Today the banking industry can be seen to be on the road to
recovery. But on that road there have been potholes of controversy. I'm
thinking Libor, excessive bonuses, payment protection mis-selling and foreign
exchange manipulation, to name a few.
But before we look at those in a bit more detail, let's
quickly recap on the financial crisis and what it did to UK banking. To do that
we need to start in the States.
In 2006 American banks started seeing a rapid rate of
default against sub-prime mortgages. These mortgages were granted to high risk
customers, many of whom didn't understand what they were getting into, and had
difficulties repaying the loans. The banks must take some responsibility for
their loose lending principles. For instance, they were happy to lend to NINJAs
- customers with No Income, No Job or Assets. And they also offered 'teaser'
type mortgages, with an initially low interest rate that was hiked up sharply a
few months later. With such a rate of default the price of houses dropped
substantially, and your average American became poorer, with many becoming
homeless.
Banks tried to mitigate their risk by selling bundles of
mortgages to secondary buyers such as investment banks. In a process known as
securitization, those secondary buyers might once again re-package the
mortgages and sell them as bonds or as something called a Collateralised
Mortgage Obligation. Essentially investors in these products are being paid
with the interest generated by the underlying mortgages. But as defaults
increased the value of these securities decreased.
Banks tried to cover their risk on these CMO's by buying
insurance against default, using an instrument known as a credit default swap.
The sellers of these swaps then covered themselves against the risk of the swap
they'd just sold by buying yet another credit default swap. It was getting
complex. When mortgage defaults caused a drop in the value of collateralized
mortgage obligations, the credit default swaps had to pay up, and banks started
seeing significant losses.
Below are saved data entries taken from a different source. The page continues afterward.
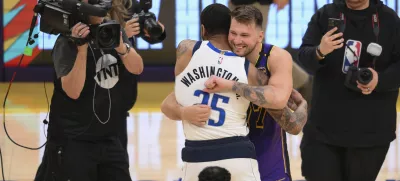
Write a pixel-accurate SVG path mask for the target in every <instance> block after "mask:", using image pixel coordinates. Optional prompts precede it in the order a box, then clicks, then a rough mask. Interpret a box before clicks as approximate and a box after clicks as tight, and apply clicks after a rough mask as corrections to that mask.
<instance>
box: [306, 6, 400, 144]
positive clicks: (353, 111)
mask: <svg viewBox="0 0 400 181" xmlns="http://www.w3.org/2000/svg"><path fill="white" fill-rule="evenodd" d="M370 2H371V5H370V7H369V8H367V9H365V10H350V9H348V8H347V7H346V6H345V4H344V1H343V4H328V5H325V6H324V7H322V8H321V9H319V10H318V11H317V12H316V14H314V16H313V17H312V18H311V21H310V23H309V24H308V29H307V31H306V33H305V35H304V37H303V43H302V45H301V47H300V51H299V61H300V63H301V64H302V65H304V67H305V68H306V70H307V71H309V72H311V73H313V74H314V86H313V95H312V103H311V105H312V108H311V113H310V116H309V120H308V122H307V124H306V126H305V127H304V130H303V131H304V136H310V137H313V138H315V139H318V140H320V141H323V142H326V143H329V144H333V145H339V146H348V147H356V146H359V147H361V146H376V145H383V144H388V143H390V142H391V141H392V140H393V139H395V136H396V134H395V131H396V114H397V112H396V101H397V96H398V82H399V81H398V80H399V78H398V77H399V75H398V74H399V73H398V72H399V71H398V67H399V63H398V62H399V55H400V53H399V52H400V49H399V47H400V46H398V44H399V38H400V36H399V32H400V31H399V30H400V29H399V27H400V26H399V25H400V24H399V23H400V21H399V17H398V16H397V14H396V13H395V12H394V11H393V10H391V9H390V8H388V7H387V6H385V5H383V4H382V3H381V2H380V1H379V3H376V2H377V1H370ZM372 3H373V4H372ZM341 12H342V13H343V14H344V15H345V17H346V29H345V31H344V35H343V38H344V41H345V42H344V43H347V45H348V46H349V47H350V48H351V49H353V50H356V52H357V53H358V55H360V58H359V61H358V63H359V65H358V66H359V67H362V68H364V67H371V66H372V62H373V57H372V56H371V55H370V54H369V53H368V52H367V47H368V45H369V44H370V43H371V42H376V37H375V34H374V32H373V24H372V15H373V14H374V13H376V12H378V14H379V26H380V32H379V40H378V44H380V45H381V46H382V48H383V51H382V54H381V55H380V56H379V58H378V60H377V61H376V67H375V70H376V71H377V72H378V74H379V78H378V79H379V81H378V86H377V87H376V88H375V90H374V92H372V93H371V94H370V95H363V94H362V93H361V92H356V91H353V90H350V89H348V88H347V87H346V86H345V85H344V82H345V78H346V74H345V73H343V72H345V70H346V69H345V67H346V66H347V61H348V60H354V59H355V58H352V56H350V55H351V54H350V53H351V52H350V51H349V48H348V47H345V46H344V47H342V48H340V49H337V50H334V51H333V52H331V53H330V54H328V55H327V56H326V57H325V59H324V60H320V61H318V60H317V59H316V53H315V52H316V46H317V45H319V44H320V41H321V38H322V36H323V35H324V34H325V33H326V32H327V31H329V30H328V18H340V13H341ZM345 52H346V53H345ZM347 53H348V54H347ZM395 69H397V71H394V70H395ZM396 72H397V73H396ZM391 87H393V88H395V89H393V90H391V89H390V88H391Z"/></svg>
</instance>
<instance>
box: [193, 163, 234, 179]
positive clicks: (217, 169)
mask: <svg viewBox="0 0 400 181" xmlns="http://www.w3.org/2000/svg"><path fill="white" fill-rule="evenodd" d="M230 180H231V173H229V171H228V170H226V169H225V168H222V167H217V166H214V167H206V168H204V169H203V170H202V171H201V172H200V174H199V181H230Z"/></svg>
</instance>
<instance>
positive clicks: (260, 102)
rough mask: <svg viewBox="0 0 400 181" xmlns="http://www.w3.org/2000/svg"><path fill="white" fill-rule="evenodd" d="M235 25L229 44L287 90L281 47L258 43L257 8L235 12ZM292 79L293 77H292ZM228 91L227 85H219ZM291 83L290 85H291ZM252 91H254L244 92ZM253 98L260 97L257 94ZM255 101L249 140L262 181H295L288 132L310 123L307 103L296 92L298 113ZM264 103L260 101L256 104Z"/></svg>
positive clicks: (292, 99) (250, 125) (234, 49)
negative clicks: (286, 135)
mask: <svg viewBox="0 0 400 181" xmlns="http://www.w3.org/2000/svg"><path fill="white" fill-rule="evenodd" d="M231 16H232V21H231V27H230V32H229V37H228V41H229V43H230V46H231V48H232V51H233V52H234V53H236V54H237V55H239V56H245V57H246V58H247V60H249V61H250V62H252V63H253V64H255V65H256V67H257V68H258V69H261V70H264V71H265V73H266V74H267V75H268V77H270V79H269V81H268V85H273V86H277V87H278V86H283V84H288V83H286V82H285V80H286V76H287V75H290V74H285V70H282V69H286V68H287V67H285V66H282V64H283V62H282V59H280V58H279V54H280V53H282V51H278V50H279V48H278V47H274V46H273V45H269V44H263V43H261V41H255V40H257V39H258V38H259V35H260V34H261V35H263V34H264V32H263V31H262V29H261V27H262V22H263V17H262V13H261V12H260V11H259V10H258V9H257V8H255V7H253V6H250V5H248V6H240V7H237V8H236V9H234V10H233V11H232V12H231ZM287 70H288V71H291V69H290V68H288V69H287ZM290 78H292V77H290ZM216 82H217V83H216V84H220V85H219V86H221V87H224V86H225V85H224V84H227V83H226V81H220V82H218V81H216ZM288 82H289V81H288ZM244 89H248V90H245V91H249V90H250V91H251V87H248V88H244ZM250 94H255V95H257V92H256V90H254V91H253V92H252V93H250ZM256 97H257V98H253V99H255V100H253V101H251V102H252V103H250V106H249V109H248V112H247V120H248V124H249V128H250V133H249V138H250V140H251V141H252V142H253V144H254V145H255V148H256V153H257V161H258V165H259V171H260V174H261V179H262V181H278V180H279V181H291V180H292V179H291V175H290V166H289V158H288V153H287V147H286V132H288V133H290V134H294V135H297V134H298V133H300V132H301V130H302V128H303V126H304V124H305V122H306V120H307V103H306V101H305V100H304V99H302V96H301V95H300V94H299V93H298V92H296V91H293V92H292V95H291V98H292V100H294V101H295V104H297V105H299V107H298V108H297V110H296V112H295V113H293V114H289V112H282V110H274V109H270V108H269V107H268V106H267V105H266V104H268V103H263V101H262V100H261V99H262V98H260V96H256ZM256 99H260V100H256Z"/></svg>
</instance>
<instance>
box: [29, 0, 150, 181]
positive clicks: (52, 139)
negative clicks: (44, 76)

The reduced liquidity led to a freeze in trading of
CMO's, then the banks stopped lending to each other altogether.
Enter Northern Rock, who needed this short term lending to
maintain business as usual. We know what happened to them subsequently. Banks
all over the world were suffering losses by this stage, and headlines were made
when US bank Bear Stearns had to go to the Federal Reserve for funding. They
were taken over by JP Morgan shortly afterwards. Then the floodgates opened,
with the bankruptcy of Lehman Brothers in 2008 prompting a consolidation of
banks (Lloyds bought HBOS, Bank of America bought Merrill Lynch). The whole
financial system was under such a strain at this point that government
intervention was required.
The UK government propped up Lloyds/HBOS and RBS with around
£37 billion of taxpayer's money. Interest rates were cut from 5% in September
2008, and by March 2009 they were at 0.5%.
At the same time guarantees were given to savers that their deposits up
to £50,000 would be covered (now £85,000). In 2009 further government support
was needed, and according to The Independent the bill was up to £850 billion by
December of that year. The Bank of England began its quantitative easing
program in March of 2009 to pump more money into the system, and since 2010
some stability has returned to the banking sector.
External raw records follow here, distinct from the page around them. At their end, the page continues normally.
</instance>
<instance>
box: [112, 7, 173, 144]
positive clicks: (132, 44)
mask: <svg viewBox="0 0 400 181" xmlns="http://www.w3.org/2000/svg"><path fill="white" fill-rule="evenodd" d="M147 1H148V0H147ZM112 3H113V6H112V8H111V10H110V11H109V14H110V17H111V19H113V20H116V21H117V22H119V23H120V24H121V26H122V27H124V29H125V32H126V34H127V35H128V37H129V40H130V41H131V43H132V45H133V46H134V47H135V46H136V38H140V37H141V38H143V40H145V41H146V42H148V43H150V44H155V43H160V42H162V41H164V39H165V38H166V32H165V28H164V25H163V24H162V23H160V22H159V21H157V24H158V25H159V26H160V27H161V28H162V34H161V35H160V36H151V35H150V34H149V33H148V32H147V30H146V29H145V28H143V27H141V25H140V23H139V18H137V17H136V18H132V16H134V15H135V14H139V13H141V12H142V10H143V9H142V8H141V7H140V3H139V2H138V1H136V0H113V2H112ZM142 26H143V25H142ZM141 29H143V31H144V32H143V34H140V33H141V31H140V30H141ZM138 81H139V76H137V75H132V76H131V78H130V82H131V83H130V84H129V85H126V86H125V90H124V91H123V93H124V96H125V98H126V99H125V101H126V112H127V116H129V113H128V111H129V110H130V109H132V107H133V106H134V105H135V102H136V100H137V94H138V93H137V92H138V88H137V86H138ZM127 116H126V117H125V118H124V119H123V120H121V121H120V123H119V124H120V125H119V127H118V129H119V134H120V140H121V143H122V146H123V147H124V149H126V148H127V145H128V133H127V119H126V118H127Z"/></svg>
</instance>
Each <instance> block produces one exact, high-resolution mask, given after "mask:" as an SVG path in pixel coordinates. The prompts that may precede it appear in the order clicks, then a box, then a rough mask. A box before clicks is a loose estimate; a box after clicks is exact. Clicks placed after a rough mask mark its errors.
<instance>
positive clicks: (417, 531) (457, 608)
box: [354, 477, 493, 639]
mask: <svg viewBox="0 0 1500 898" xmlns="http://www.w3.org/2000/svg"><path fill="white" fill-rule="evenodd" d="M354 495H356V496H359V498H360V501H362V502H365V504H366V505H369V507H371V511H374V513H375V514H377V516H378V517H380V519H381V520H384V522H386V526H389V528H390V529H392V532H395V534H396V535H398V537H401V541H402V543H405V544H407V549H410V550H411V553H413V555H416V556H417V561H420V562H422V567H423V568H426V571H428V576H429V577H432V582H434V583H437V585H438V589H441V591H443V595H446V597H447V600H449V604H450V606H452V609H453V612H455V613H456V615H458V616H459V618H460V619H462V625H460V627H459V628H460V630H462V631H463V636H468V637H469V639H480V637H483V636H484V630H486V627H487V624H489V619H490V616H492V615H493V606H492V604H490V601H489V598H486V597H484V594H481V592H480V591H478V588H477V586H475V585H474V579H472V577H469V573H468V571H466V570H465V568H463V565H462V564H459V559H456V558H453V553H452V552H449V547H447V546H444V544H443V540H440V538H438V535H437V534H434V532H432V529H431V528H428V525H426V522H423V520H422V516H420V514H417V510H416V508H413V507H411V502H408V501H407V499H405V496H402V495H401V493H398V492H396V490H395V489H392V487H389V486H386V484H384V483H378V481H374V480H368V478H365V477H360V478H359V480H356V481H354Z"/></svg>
Of course businesses suffered from the lack of lending
during the crisis, and ordinary people were affected as a result. The public
trust in banks took a knock, and people were less than pleased that it was
billions of pounds of their taxes that bailed out the 'irresponsible bankers'.
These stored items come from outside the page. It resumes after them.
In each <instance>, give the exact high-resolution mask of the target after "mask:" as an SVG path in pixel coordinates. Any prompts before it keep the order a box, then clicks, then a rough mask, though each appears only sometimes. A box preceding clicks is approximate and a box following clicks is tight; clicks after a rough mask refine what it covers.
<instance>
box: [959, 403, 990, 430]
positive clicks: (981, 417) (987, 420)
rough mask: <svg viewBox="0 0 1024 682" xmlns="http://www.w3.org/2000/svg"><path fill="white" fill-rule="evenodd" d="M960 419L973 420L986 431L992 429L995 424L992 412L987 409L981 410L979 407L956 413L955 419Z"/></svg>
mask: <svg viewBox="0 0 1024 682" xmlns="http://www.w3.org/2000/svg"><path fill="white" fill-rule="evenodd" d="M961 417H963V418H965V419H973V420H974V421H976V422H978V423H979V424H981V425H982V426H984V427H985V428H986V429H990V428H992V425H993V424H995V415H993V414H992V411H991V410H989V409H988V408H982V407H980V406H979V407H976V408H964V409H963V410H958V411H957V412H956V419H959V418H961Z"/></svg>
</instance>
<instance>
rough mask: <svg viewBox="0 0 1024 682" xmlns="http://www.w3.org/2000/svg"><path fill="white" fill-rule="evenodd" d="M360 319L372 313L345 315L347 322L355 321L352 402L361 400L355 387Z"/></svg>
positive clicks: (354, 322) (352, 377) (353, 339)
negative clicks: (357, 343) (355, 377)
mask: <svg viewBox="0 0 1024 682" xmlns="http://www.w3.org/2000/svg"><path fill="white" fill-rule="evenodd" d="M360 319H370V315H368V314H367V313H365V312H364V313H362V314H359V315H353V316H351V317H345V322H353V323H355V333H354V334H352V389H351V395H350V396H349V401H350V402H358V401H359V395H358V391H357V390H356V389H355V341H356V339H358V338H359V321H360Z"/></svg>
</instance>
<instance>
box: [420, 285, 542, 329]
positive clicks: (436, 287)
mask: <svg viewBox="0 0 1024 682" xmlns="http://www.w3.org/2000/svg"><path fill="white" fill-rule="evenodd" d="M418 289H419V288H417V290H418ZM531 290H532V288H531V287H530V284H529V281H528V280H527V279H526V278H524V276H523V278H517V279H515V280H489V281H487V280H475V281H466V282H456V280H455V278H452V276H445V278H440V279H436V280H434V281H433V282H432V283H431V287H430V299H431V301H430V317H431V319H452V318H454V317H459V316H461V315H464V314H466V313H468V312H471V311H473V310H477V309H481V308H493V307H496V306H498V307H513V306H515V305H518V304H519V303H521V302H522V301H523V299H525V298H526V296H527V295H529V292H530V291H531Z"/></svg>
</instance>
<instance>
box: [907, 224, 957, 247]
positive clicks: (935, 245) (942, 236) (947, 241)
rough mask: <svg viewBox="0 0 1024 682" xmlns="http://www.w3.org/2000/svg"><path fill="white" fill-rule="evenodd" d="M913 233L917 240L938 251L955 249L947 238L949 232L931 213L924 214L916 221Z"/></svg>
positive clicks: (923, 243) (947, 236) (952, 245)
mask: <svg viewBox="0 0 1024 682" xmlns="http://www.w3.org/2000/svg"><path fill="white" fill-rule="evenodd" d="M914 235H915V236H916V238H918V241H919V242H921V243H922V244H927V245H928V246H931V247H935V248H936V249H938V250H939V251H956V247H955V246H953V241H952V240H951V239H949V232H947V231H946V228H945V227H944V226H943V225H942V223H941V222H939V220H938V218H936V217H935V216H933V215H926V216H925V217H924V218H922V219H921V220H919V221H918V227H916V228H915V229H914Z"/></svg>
Public perception has continued in a negative vein, fed
initially by the revelation that banks continued to pay exorbitant bonuses on
both sides of the Atlantic during the bailout period. In the U.S. it was
reported that nine banks paid out $32.6 billion in bonuse in 2008, while at the
same time receiving $175 billion in government aid. In the UK around £12
billion was paid in bonuses in 2008. The continuing disquiet about the level of
bonuses paid led to the European Union legislating a cap on bonuses. However,
banks and other financial institutions in the UK have been creative about
getting round the cap, by in some instances increasing share allocations and
raising the basic salary of their top executives.
The mis-selling of payment protection insurance goes back
over ten years. The banks found these a very profitable product as they only
ever paid out on around 15% of policies sold. These policies pay the borrower's
premiums if he/she is ill or loses their job. The complaint against the banks
is that the policies were expensive and often sold as part of the package,
without the customer's knowledge. In 2006 the FSA began imposing fines for
mis-selling, and since then the claims have snowballed. The banks have been
forced to put aside billions of pounds to meet them.
Then in 2012 the Libor scandal hit. Libor is the interbank
lending rate, and was set on a daily basis by a panel of banks in London. It
transpired that some banks were manipulating the rate to gain a trading advantage,
or to give a false impression of creditworthiness. Europe and America were
affected, with various lawsuits being brought in America against banks on the
grounds that mortgage payments were too expensive, or in the case of local
authorities that payments on bonds they had bought were too low. Barclays, to
name just one bank, was fined hundreds of millions of dollars and lost a CEO,
Bob Diamond, as a result of the scandal. After investigations and suggestions
of reform, the Libor rate is now no longer administered by the British Bankers
Association, but by a new independent administrator appointed by the FCA. The
irony is that Libor manipulation probably goes back 20 years and seems to have
been regarded as almost a business as usual activity.
If that wasn't enough, in mid 2013 allegations surfaced of
another manipulation, this time of the daily foreign exchange rates. Forex
traders across several banks were allegedly colluding to set a daily benchmark
rate used by corporate customers. Again, this is something that may have been
going on for ten years or more. As a result the banks concerned are under
investigation and several traders have been suspended. Mark Carney, the
Governor of the Bank of England, told a Treasury Select Committee in March that
the allegations are "as serious as Libor, if not more so".
Just a selection of questionable banking practices then. In
the last five years there were also money laundering offences, credit card
insurance mis-selling, rogue and insider trading - the list goes on. If money
wasn't devalued by inflation I'd just convert all my assets into cash and stick
it under the mattress. Maybe I'll be offered a collateralized mortgage
obligation instead - who could resist?